Concrètement, en permettant le suivi de constantes médicales à distance par l’utilisation d’objets connectés, nous pourrions être en mesure d’anticiper des épidémies et de les prévenir, notamment dans les pays du tiers monde.
Certes, aujourd’hui il parait encore surréaliste de penser que des populations qui peinent à subvenir à leurs besoins vitaux puissent être équipés d’objets connectés de façon généralisée. Mais l’internet mobile se développe très fortement dans toutes les régions du monde, y compris en Afrique, et dans quelques années les coûts de production d’objets connectés pourraient être bien inférieurs à ce qu’ils sont aujourd’hui (par un effet de volume de production bien supérieur).
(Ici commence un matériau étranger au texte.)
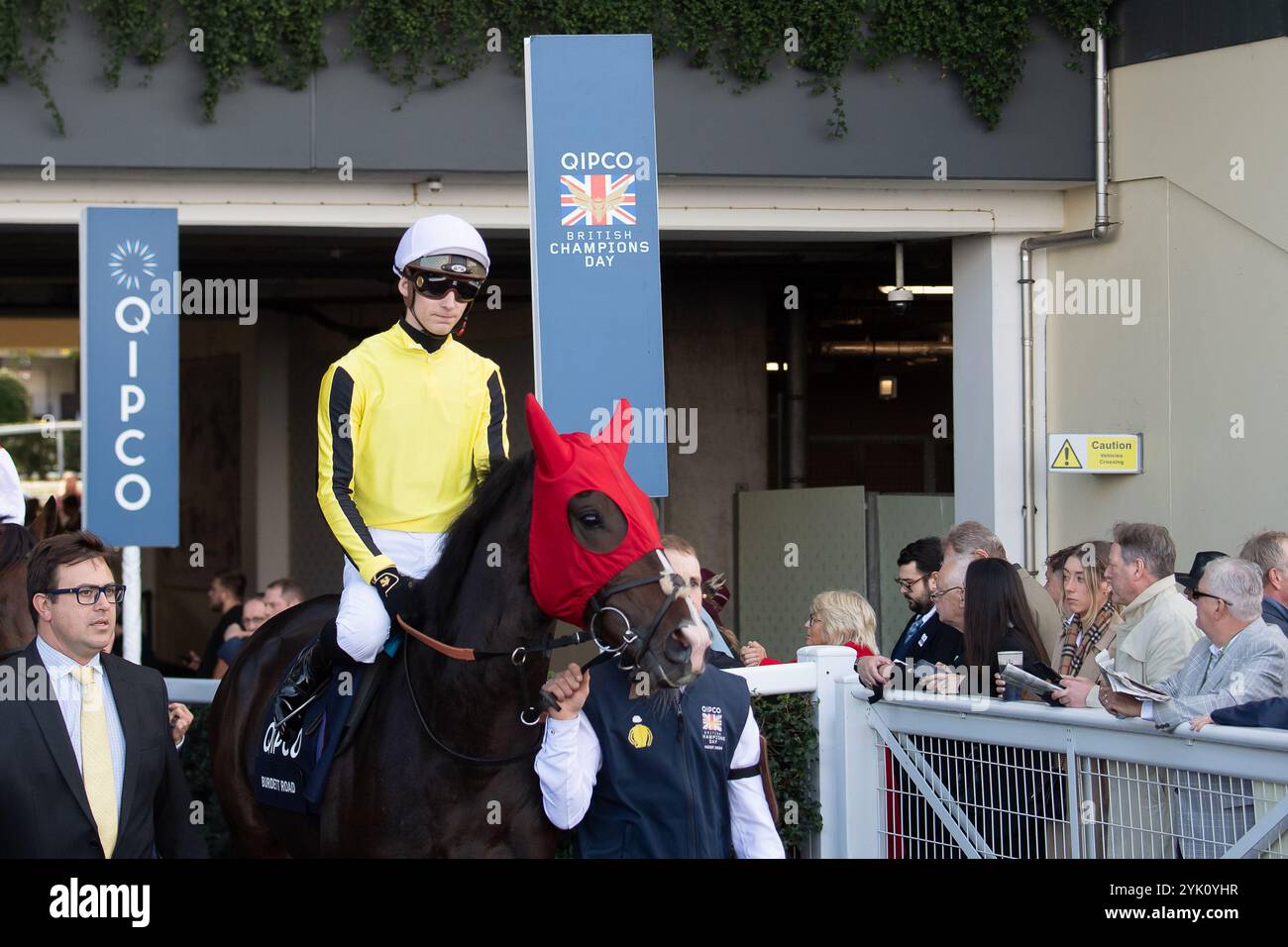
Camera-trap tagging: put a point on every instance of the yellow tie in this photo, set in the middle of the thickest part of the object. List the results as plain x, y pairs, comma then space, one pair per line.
97, 759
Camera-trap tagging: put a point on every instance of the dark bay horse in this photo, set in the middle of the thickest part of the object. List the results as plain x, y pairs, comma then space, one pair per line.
16, 544
400, 788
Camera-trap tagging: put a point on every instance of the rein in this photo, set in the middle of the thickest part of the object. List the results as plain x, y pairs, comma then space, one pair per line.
631, 647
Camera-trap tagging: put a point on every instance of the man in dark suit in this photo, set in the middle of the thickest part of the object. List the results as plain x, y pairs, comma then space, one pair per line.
88, 768
925, 637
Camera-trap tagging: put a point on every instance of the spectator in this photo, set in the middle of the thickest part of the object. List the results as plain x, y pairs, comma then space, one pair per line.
1008, 792
1240, 659
91, 772
917, 562
1270, 552
226, 595
684, 560
254, 613
977, 540
1094, 616
1055, 577
281, 594
1158, 629
996, 617
1189, 581
926, 638
838, 617
1150, 644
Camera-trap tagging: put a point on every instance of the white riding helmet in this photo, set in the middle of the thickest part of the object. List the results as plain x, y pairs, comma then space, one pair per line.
441, 235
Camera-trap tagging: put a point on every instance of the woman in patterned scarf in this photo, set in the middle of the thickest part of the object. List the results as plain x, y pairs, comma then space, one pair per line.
1093, 616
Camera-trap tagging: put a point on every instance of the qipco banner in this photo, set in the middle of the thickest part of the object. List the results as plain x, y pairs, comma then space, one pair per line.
129, 375
596, 300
Mais il ne suffit pas de collecter des données pour pouvoir agir. Dotées de ces données sanitaires en temps réel, des actions humanitaires ciblées pourraient être menées et aider concrètement les populations qui en ont le plus besoin.
Tout ceci semble ressembler à un livre de science fiction, ou au mieux à un roman d’anticipation, mais sommes-nous vraiment si loin de ces perspectives ? Il suffit d’observer les innovations qui émergent pour se faire une idée.
Assurances, mutuelles, et laboratoires : les grands acteurs de la digitalisation du monde de demain
Face au potentiel économique, de nombreux acteurs sont déjà positionnés, mais qui peut mener activement cette révolution de la santé connectée ?
Des startups autour de la santé digitale apparaissent chaque jour, mais malheureusement la plupart d’entre elles n’auront pas la force de frappe nécessaire pour appliquer leurs innovations à très grande échelle.
Les grands acteurs du numérique, les GAFA (Google Amazon Facebook Apple), sont eux aussi sur le créneau. Google travaille notamment très activement sur ce sujet en développant des lentilles permettant le contrôle du diabète, ou des innovations concernant la recherche contre le cancer. Mais alors que de nombreuses questions s’accumulent autour des problématiques de la protection des données et de la vie privée, le public souhaitera-t-il que ces acteurs détiennent également des données médicales avancées, au risque de les voir être monétisées au plus offrant ?
Il reste alors les acteurs historiques de la santé (assurances, mutuelles, laboratoires), ils sont les premiers bénéficiaires économiques des soins apportés aux patients. Et contrairement aux GAFA, ils bénéficient pour la plupart d’un capital confiance significatif de la part du grand public concernant la protection des données confiées. En procédant à leur transformation digitale en profondeur avec succès, et par la création de labs d’innovations digitales (ou par l’acquisition de startups prometteuses), ils pourraient bien sortir leur épingle du jeu en premier.